# compcol
A collection of compression algorithms in pure Rust.
`compcol` puts every supported algorithm — RLE, deflate, zlib, gzip,
LZMA, xz, Zstandard, Brotli, LZ4, Snappy, LZW, LZO, LZX, Quantum, plus
decoders for RAR 1/2/3/5 — behind one uniform streaming trait, with
each algorithm gated by its own Cargo feature so downstream crates
only pay for what they pull in. A runtime by-name factory makes
algorithms selectable from configuration or a CLI flag, and a
`compcol` binary turns the library into a Unix-style filter.
## Design principles
- **Pure Rust.** No `bindgen`, no FFI, no C dependencies.
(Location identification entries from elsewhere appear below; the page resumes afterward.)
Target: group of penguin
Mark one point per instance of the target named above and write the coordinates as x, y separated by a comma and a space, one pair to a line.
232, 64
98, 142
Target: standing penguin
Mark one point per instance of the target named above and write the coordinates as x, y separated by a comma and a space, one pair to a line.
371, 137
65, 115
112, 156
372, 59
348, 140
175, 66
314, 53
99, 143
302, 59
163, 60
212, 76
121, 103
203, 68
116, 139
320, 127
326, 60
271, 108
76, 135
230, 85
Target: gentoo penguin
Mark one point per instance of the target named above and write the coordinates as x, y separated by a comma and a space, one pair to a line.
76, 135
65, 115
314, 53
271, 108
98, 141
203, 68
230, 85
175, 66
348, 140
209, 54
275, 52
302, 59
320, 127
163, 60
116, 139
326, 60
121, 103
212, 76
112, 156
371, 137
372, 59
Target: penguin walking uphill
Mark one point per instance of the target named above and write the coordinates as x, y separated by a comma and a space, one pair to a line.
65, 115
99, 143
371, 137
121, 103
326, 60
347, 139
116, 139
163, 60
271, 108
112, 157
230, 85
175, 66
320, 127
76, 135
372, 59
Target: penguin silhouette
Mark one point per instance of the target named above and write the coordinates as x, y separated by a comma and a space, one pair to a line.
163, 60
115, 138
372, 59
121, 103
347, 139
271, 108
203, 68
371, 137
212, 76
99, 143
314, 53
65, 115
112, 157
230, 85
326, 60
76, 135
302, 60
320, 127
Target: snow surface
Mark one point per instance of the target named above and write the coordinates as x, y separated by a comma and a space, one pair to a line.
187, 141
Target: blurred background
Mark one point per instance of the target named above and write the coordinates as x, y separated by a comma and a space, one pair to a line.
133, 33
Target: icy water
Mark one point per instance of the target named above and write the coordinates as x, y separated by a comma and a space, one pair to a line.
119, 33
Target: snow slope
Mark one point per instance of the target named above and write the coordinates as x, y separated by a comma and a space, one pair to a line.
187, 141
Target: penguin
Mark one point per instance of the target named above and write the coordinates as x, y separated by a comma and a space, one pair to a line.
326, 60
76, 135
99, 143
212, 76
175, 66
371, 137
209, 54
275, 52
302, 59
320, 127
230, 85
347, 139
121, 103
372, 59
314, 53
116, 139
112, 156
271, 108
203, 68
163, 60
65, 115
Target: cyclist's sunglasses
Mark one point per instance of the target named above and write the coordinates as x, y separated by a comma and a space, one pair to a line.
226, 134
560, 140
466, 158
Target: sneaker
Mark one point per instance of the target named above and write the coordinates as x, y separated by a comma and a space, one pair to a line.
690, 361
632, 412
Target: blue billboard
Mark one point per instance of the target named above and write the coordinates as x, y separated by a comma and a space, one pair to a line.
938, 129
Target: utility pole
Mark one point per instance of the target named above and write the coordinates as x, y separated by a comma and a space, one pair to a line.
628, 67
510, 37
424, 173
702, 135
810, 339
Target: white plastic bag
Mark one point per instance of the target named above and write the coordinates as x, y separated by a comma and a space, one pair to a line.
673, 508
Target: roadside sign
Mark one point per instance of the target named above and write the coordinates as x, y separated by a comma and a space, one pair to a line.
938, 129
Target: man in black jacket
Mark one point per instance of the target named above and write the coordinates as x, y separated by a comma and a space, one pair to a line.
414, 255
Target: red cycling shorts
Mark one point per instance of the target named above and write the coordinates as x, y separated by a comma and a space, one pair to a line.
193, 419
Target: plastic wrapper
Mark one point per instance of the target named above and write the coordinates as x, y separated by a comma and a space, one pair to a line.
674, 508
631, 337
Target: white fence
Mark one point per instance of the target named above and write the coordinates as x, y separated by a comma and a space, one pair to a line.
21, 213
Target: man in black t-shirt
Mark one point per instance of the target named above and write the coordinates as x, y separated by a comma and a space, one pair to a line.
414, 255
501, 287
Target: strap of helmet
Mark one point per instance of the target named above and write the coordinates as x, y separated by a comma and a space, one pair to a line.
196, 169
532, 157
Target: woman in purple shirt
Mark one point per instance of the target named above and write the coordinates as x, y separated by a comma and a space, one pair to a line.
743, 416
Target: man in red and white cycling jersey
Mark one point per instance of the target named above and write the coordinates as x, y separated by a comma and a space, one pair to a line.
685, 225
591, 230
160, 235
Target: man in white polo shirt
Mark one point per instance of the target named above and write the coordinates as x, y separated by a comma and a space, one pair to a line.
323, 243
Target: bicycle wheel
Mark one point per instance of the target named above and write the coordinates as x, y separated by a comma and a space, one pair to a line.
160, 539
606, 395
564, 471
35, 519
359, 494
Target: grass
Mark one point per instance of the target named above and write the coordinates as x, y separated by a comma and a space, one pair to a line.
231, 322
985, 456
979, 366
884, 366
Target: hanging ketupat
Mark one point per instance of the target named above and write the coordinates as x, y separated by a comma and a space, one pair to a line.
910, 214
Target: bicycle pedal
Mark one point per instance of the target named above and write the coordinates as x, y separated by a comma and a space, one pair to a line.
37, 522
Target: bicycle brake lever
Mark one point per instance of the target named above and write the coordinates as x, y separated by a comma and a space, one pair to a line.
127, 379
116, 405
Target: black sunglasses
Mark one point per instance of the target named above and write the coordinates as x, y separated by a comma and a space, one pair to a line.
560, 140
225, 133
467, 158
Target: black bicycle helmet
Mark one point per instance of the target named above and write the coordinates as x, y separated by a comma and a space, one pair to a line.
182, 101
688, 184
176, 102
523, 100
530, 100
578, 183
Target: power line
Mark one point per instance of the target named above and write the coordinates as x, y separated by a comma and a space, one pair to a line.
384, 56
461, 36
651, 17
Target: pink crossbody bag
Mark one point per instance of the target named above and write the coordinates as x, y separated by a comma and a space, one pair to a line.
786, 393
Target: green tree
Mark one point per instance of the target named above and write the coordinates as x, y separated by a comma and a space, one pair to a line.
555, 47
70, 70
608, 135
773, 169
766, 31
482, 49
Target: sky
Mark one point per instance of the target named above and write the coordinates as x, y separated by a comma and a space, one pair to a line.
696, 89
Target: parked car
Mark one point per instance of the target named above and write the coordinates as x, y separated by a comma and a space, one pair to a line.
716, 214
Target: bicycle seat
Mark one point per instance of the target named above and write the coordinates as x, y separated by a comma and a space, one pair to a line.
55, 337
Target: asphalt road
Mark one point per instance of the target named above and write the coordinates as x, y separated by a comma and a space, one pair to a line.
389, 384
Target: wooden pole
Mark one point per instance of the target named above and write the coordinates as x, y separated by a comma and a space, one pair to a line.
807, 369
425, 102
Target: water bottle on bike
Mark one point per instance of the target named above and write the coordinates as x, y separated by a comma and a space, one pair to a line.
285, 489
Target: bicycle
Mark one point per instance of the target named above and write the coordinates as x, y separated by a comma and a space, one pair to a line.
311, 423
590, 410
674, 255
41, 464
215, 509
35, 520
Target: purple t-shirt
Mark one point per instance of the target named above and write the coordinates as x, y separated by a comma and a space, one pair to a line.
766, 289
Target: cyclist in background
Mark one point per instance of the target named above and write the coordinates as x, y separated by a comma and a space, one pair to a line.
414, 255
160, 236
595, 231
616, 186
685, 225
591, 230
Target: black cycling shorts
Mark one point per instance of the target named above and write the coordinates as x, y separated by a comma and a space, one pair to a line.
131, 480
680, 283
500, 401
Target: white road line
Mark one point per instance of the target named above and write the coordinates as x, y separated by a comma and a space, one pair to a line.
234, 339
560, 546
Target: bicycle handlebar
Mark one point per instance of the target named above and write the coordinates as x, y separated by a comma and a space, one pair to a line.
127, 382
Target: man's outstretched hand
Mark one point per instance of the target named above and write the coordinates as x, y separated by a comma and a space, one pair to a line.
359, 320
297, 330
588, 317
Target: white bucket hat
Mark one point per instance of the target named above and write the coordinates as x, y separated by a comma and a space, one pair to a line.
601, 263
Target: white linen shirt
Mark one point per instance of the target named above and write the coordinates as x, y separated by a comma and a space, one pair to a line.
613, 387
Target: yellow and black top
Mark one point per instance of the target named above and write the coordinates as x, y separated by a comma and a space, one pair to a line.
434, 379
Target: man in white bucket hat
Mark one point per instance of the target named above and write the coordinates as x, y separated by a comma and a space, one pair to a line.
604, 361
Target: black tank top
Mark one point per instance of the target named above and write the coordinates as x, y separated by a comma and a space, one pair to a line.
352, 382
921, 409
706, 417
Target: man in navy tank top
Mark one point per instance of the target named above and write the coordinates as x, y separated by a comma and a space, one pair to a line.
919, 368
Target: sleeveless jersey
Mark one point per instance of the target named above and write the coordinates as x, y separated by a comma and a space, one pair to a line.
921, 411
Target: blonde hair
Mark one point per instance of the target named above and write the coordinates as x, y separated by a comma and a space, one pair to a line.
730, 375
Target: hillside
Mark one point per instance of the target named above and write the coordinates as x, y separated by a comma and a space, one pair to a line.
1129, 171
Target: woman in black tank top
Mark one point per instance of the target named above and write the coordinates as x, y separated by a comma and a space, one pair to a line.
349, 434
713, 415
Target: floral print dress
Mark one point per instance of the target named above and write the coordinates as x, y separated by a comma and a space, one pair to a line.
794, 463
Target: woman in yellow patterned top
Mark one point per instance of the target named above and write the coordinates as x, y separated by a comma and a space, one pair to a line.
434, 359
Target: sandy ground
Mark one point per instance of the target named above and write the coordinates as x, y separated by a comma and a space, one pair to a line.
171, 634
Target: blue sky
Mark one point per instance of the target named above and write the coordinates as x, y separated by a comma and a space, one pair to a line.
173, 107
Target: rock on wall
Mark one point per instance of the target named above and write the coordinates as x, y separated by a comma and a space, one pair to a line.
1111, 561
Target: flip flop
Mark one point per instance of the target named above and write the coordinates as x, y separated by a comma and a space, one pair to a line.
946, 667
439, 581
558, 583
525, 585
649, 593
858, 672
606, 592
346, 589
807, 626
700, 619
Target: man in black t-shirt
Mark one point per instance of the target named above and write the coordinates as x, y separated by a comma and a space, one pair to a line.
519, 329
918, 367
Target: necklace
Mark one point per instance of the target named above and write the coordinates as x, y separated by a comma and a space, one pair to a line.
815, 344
The crate has
**zero runtime dependencies** — nothing in `[dependencies]`.
- **100% safe.** `unsafe_code = "forbid"` is set crate-wide; the library
never opts out.
- **`no_std`.** The library is `#![no_std]`. `alloc` is used by
everything except the bare-bones `rle` algorithm; algorithms that need
large windows or work buffers pull in `alloc` automatically.
- **Streaming.** The caller owns both buffers; the codec preserves its
state across calls. Works in a 1-byte-on-both-sides streaming loop.
- **Per-algorithm features.** `default = ["alloc", "rle", "deflate",
"zlib", "gzip", "factory"]`. Everything else is opt-in.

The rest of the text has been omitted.